Dust storms blew across the Persian Gulf region during mid-March, 2014. The Moderate Resolution Imaging Spectroradiometer (MODIS) aboard NASA’s Aqua satellite captured a true-color image of a massive plume of tan-colored dust blowing over the Persian Gulf on March 12.
Arising from well inland, the dust and sand sweeps hundreds of kilometers over coastal Saudi Arabia, Bahrain and Qatar before pouring over the Gulf and across Iran. Dust is so thick in northern Saudi Arabia that the land is completely obscured from view. In the south, thinner plumes also streak across the United Arab Emirates (UAE).
On March 12, the Gulf News reported that a dust storm was raging across the UAE, causing a drastic dip in visibility. Continued unstable weather, lasting at least five days, was also predicted, caused by a surface trough coming in from the Red Sea area. This was expected to bring both rain and gusty winds, continuing the risk of rising dust and sand across the region.

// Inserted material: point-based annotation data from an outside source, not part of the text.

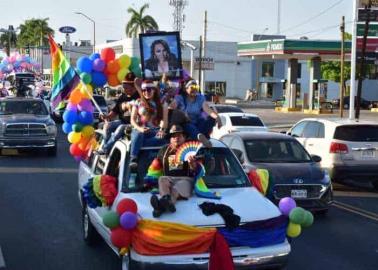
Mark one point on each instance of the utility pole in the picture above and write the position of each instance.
(342, 81)
(204, 52)
(362, 62)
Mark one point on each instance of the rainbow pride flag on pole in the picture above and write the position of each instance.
(65, 78)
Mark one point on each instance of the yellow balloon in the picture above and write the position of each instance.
(84, 92)
(87, 131)
(293, 230)
(74, 137)
(124, 61)
(122, 73)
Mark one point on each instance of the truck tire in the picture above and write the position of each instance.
(90, 235)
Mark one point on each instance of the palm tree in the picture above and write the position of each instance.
(139, 23)
(8, 40)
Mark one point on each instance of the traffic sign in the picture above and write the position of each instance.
(364, 14)
(67, 29)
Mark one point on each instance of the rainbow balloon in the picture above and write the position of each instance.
(187, 149)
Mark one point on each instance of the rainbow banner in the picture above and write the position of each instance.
(65, 78)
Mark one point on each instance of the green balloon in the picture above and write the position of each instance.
(77, 127)
(111, 220)
(297, 215)
(308, 220)
(86, 77)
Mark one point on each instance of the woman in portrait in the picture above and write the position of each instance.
(162, 60)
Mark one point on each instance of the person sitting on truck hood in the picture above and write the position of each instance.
(177, 181)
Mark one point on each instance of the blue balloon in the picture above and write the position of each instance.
(98, 79)
(67, 128)
(86, 118)
(94, 56)
(70, 117)
(84, 64)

On March 15, the National Center for Meteorology and Seismology (UAE) reported fresh, strong winds over Saudi Arabia were picking up sand and dust as Shamal winds increased. The meteorological forecast for Abu Dhabi International Airport (UAE) for March 16 predicted northwest winds at 23-29 mph (37-47 km/h), carrying blowing dust and sand. The lowest visibility was expected to be near 1,000-1,500 m (3,280 – 4,920 ft).